Translation and transgression.
“It’s hard to explain what it’s like to live in the shadow of English, looking up from south of the equator.” So writes author and translator Bruna Dantas Lobato in the foreword of this remarkably diverse collection of essays on the challenges of reading and writing outside the Anglophone world. Contributors from South America, Africa, and Asia reflect on how, as Kaiama L. Glover writes, we can “present non-Western culture to the West…without betraying that culture in the process.” One answer is to foster knowledge shorn of condescension of exoticism. Another answer is to challenge old, colonial commands of power and control. And yet another answer is simply to say that some things are just untranslatable, that English should not be the marker of literary success. This is less a volume about how to translate or about the practicalities of language crossing than it is a cry of dispossession. Some readers may welcome learning about Arabic, or Ethiopian, or Haitian, or Welsh literature and may seek out books for global journeys.
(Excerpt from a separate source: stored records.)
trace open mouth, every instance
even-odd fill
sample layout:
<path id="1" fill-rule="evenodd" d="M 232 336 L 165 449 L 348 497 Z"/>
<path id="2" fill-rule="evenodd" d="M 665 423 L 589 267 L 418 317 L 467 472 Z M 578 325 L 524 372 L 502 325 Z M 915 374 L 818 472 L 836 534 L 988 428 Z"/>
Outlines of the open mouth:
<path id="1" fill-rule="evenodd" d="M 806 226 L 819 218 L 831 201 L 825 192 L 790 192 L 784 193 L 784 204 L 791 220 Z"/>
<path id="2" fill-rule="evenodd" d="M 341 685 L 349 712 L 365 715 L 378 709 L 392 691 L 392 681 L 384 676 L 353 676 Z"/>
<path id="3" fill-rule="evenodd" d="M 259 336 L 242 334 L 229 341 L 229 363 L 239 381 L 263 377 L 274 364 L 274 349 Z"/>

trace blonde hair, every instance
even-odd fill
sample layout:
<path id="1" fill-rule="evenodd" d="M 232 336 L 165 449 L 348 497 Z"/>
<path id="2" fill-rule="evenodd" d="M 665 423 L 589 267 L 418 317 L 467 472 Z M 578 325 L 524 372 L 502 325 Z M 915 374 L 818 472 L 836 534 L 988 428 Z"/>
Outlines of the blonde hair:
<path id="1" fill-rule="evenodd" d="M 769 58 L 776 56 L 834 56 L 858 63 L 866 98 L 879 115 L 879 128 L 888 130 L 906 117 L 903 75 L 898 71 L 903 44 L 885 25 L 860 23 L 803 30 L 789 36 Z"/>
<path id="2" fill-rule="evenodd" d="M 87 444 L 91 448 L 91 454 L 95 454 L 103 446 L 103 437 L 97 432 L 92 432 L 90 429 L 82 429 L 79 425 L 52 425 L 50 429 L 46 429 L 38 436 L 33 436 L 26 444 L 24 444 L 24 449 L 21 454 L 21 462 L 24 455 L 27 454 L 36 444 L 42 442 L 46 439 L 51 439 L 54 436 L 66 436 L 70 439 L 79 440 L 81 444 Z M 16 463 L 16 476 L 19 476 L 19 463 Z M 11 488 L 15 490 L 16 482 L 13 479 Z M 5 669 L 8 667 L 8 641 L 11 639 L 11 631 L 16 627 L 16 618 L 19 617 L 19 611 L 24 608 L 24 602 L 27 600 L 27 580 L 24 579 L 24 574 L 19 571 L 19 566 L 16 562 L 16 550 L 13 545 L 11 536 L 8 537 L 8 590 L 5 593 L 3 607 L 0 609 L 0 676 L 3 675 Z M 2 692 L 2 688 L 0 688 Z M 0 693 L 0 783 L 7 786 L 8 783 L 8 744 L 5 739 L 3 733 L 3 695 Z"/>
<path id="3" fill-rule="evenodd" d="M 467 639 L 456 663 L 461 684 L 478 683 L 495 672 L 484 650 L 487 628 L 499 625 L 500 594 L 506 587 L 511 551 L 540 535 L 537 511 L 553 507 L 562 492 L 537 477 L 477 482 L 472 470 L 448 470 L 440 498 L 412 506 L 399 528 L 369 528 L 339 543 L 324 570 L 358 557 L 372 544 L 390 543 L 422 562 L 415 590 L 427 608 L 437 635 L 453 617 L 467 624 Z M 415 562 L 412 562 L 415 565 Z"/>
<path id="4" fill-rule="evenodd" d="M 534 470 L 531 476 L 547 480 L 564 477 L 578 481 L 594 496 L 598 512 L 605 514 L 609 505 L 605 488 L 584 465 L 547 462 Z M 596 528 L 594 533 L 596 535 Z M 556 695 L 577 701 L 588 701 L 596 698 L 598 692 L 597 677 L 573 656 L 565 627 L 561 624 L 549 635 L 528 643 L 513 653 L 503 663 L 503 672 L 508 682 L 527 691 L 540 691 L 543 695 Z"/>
Other readers may bristle at the sentiment behind claims to “dismantle the patriarchal canon” or the assertion that “Western poets kidnap your poems and call them translations.” Why cling, one writer asks, “to the narrative of the white-saviour literary scholar who does all of us a favour and reads us, translates us, interprets us?” This is a book more for university scholars than for casual readers. And yet, if such browsers open its cover, they will find an international collection of writers and thinkers who may shake them from complacency and confidence.
A bold collection of essays on the power politics of translating global literature into English.